Search code examples
awkline

Using awk to pull specific lines from a file


I have two files, one file is my data, and the other file is a list of line numbers that I want to extract from my data file. Can I use awk to read in my lines file, and then extract the lines that match the line numbers?

Example: Data file:

This is the first line of my data
This is the second line of my data
This is the third line of my data
This is the fourth line of my data
This is the fifth line of my data

Line numbers file

1
4
5

Output:

This is the first line of my data
This is the fourth line of my data
This is the fifth line of my data

I've only ever used command line awk and sed for really simple stuff. This is way beyond me and I have been googling for an hour without an answer.


Solution

  • One way with sed:

    sed 's/$/p/' linesfile | sed -n -f - datafile
    

    You can use the same trick with awk:

    sed 's/^/NR==/' linesfile | awk -f - datafile
    

    Edit - Huge files alternative

    With regards to huge number of lines it is not prudent to keep whole files in memory.

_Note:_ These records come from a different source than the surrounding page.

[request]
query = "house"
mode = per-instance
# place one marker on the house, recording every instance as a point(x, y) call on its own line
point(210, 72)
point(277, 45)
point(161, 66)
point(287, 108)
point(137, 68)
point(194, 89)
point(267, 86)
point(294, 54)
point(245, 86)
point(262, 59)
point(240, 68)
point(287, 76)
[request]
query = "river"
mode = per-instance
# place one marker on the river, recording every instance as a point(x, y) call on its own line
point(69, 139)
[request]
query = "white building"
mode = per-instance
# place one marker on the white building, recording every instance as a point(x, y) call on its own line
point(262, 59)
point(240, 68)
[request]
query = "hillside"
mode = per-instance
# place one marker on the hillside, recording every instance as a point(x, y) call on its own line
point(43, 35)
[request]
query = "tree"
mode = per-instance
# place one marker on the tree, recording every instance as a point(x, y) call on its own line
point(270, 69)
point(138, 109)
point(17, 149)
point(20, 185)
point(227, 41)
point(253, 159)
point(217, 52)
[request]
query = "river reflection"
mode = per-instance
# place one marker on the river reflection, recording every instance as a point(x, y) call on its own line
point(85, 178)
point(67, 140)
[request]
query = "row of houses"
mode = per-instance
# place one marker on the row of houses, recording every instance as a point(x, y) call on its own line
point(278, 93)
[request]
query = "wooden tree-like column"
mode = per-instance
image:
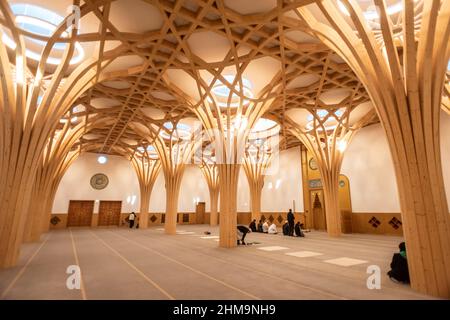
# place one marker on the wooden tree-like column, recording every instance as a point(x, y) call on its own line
point(211, 173)
point(327, 137)
point(174, 152)
point(256, 162)
point(61, 151)
point(147, 168)
point(402, 59)
point(31, 105)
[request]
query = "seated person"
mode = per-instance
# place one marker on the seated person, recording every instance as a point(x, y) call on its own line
point(252, 225)
point(285, 228)
point(241, 233)
point(298, 229)
point(399, 266)
point(260, 226)
point(265, 226)
point(272, 229)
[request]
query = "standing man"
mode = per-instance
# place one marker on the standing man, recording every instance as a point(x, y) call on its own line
point(291, 219)
point(131, 219)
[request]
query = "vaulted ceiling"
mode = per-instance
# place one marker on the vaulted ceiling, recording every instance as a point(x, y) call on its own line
point(169, 55)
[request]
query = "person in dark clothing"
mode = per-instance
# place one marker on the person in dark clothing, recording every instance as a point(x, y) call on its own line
point(131, 219)
point(291, 219)
point(260, 226)
point(252, 225)
point(399, 266)
point(298, 229)
point(286, 229)
point(241, 233)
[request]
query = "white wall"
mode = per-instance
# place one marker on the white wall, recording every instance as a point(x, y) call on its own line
point(75, 184)
point(445, 150)
point(193, 188)
point(285, 185)
point(368, 164)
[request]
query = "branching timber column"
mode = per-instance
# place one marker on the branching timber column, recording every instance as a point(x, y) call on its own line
point(61, 150)
point(175, 147)
point(255, 164)
point(326, 136)
point(211, 174)
point(32, 104)
point(147, 168)
point(401, 57)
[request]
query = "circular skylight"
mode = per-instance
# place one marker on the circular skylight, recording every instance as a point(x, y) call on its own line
point(264, 128)
point(102, 159)
point(370, 11)
point(225, 98)
point(182, 131)
point(40, 22)
point(151, 151)
point(330, 122)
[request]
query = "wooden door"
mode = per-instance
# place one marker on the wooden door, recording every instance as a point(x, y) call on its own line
point(109, 213)
point(200, 213)
point(80, 213)
point(318, 210)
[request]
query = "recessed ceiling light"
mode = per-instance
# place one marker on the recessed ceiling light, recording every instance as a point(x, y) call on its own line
point(225, 98)
point(102, 159)
point(42, 23)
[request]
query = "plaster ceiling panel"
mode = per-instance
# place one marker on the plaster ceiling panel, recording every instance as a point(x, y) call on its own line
point(91, 136)
point(360, 111)
point(301, 37)
point(111, 45)
point(139, 128)
point(298, 115)
point(102, 103)
point(209, 46)
point(336, 58)
point(130, 142)
point(260, 72)
point(184, 82)
point(153, 113)
point(334, 96)
point(124, 62)
point(302, 81)
point(251, 6)
point(120, 85)
point(162, 95)
point(135, 16)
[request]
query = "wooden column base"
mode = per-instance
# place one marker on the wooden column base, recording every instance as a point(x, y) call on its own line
point(229, 175)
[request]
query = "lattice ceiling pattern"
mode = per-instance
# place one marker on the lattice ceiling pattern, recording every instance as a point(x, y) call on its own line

The solution in that case can be to sort the numbers-file and read one line at a time. The following has been tested with GNU awk:

    extract.awk

    BEGIN {
      getline n < linesfile
      if(length(ERRNO)) {
        print "Unable to open linesfile '" linesfile "': " ERRNO > "/dev/stderr"
        exit
      }
    }
    
    NR == n { 
      print
      if(!(getline n < linesfile)) {
        if(length(ERRNO))
          print "Unable to open linesfile '" linesfile "': " ERRNO > "/dev/stderr"
        exit
      }
    }
    

    Run it like this:

    awk -v linesfile=$linesfile -f extract.awk infile
    

    Testing:

    echo "2
    4
    7
    8
    10
    13" | awk -v linesfile=/dev/stdin -f extract.awk <(paste <(seq 50e3) <(seq 50e3 | tac))
    

    Output:

    2   49999
    4   49997
    7   49994
    8   49993
    10  49991
    13  49988